CArG boxes exert their influence over genes because they are "shaped" to partner with a nuclear factor called serum response factor (SRF) and several other proteins within a genetic regulatory network. Throughout a human life, such networks are believed to "decide" the timing and location of all gene expression, the process through which genetic information is converted into templates for protein construction.
The current study, funded through a grant from the National Heart, Lung and Blood Institute, sought to survey the human and mouse genome databases created by the Human Genome Project to find all CArG boxes that regulate genes. The sheer amount of information involved requires that such studies use high-powered computer programs to screen data. In this case, researchers used a high-speed screening to expand the definition of the functional mammalian CarGome, the complete set of CArG boxes that regulate genes.
In collaboration with Christian Stoeckert, Ph.D., associate professor of Genetics at the University of Pennsylvania, Miano's team designed a set of criteria that a given piece of DNA had to meet in order to be considered a functional CArG box. Thanks to their work and that of several other labs, they knew going in all the CArG box variations and how close they typically lie to the genes they regulate (within 4,000 base pairs).
The data-screening tool also employed comparative genomics, the study of relationships between the DNA of different species. When a piece of genetic material, gene or regulatory segment, is conserved by evolution from mice to humans it suggests that the segment has a valuable function. Miano's screen required that CArG boxes shared by humans and mice be included in his expanded version of the CarGome. CArG boxes identified by the computer screen were then tested to see if they indeed interacted with SRF and changed the behavior of genes as predicted.

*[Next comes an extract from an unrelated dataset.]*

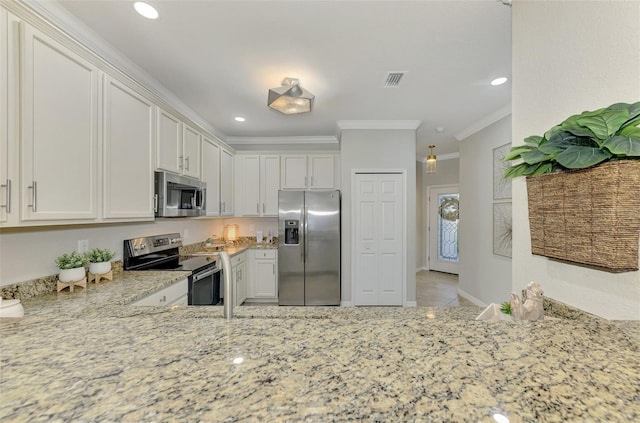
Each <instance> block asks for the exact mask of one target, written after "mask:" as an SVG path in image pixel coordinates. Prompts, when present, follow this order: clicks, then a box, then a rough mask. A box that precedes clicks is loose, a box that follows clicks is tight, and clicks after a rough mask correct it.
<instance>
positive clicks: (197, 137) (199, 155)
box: [182, 124, 201, 179]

This approach resulted in the disclosure of more than 100 hypothetical CArG boxes and the same number of genes previously unknown to be targeted by CArG-SRF. Of those, 60 CArG boxes have been validated as exerting influence over a gene. Adding the newly confirmed segments to those already known, authors of the study now define the functional mammalian CarGome as 161 sequences, a 55 percent increase from the old definition.

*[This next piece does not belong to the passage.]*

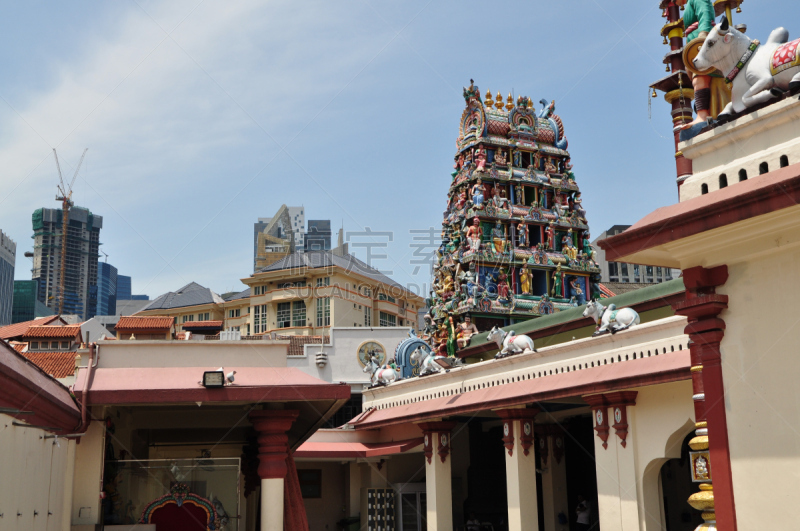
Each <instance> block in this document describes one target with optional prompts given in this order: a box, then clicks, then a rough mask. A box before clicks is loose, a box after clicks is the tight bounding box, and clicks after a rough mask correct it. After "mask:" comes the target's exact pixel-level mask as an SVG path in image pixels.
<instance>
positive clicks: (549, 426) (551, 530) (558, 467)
mask: <svg viewBox="0 0 800 531" xmlns="http://www.w3.org/2000/svg"><path fill="white" fill-rule="evenodd" d="M542 427H543V428H545V429H543V430H541V435H540V440H541V441H543V443H544V444H543V445H540V447H539V451H540V454H539V455H540V456H541V458H542V506H543V512H544V531H567V530H568V529H569V523H567V524H559V523H558V515H559V514H560V513H564V515H565V516H566V517H567V521H568V522H569V519H570V517H571V516H572V515H570V512H569V501H568V499H567V461H566V456H565V455H564V444H565V440H564V433H563V432H562V431H561V430H560V429H559V428H558V427H557V426H555V425H552V424H548V425H545V426H542ZM539 428H540V426H537V427H536V431H537V433H538V432H540V430H539Z"/></svg>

Of the genes newly found to be regulated by CArG-SRF, more than half encode for cytoskeletal or contractile proteins. Past studies have shown that CArG-SRF network is vital to the development of the cellular "skeletons" that maintain cell shape and enable cell motion. Being present in nearly every cell and throughout the human genome, the CArG-SRF system is believed to contribute to disease in many bodily tissues.
In cardiology, studies show that a lack of SRF-CArG causes cardiomyopathy, a weakening of heart muscle cells' ability to contract. That in turn reduces the pumping strength of heart muscle and leads to heart failure, according to recent studies. Can cardiomyopathy be reversed by manipulating CArG-SRF? CArG sequences also appear near genes that direct the building of nerve cells and blood vessels, suggesting they may be involved in diseases affecting those tissues as well.
In the larger picture, regulatory sequences may help to explain why humans have just 25,000 genes when, given the degree of human complexity, researchers had expected to find more than 100,000. Regulatory sequences may be part of the answer because they enable a single gene to produce the same protein at different times, places and concentrations with subtly different roles.
"Humans share about one quarter of their genes with fish," Miano said. "Something must be at work to explain why we are so many times more complex. Regulatory sequences offer one of several emerging explanations for how we do more with fewer genes."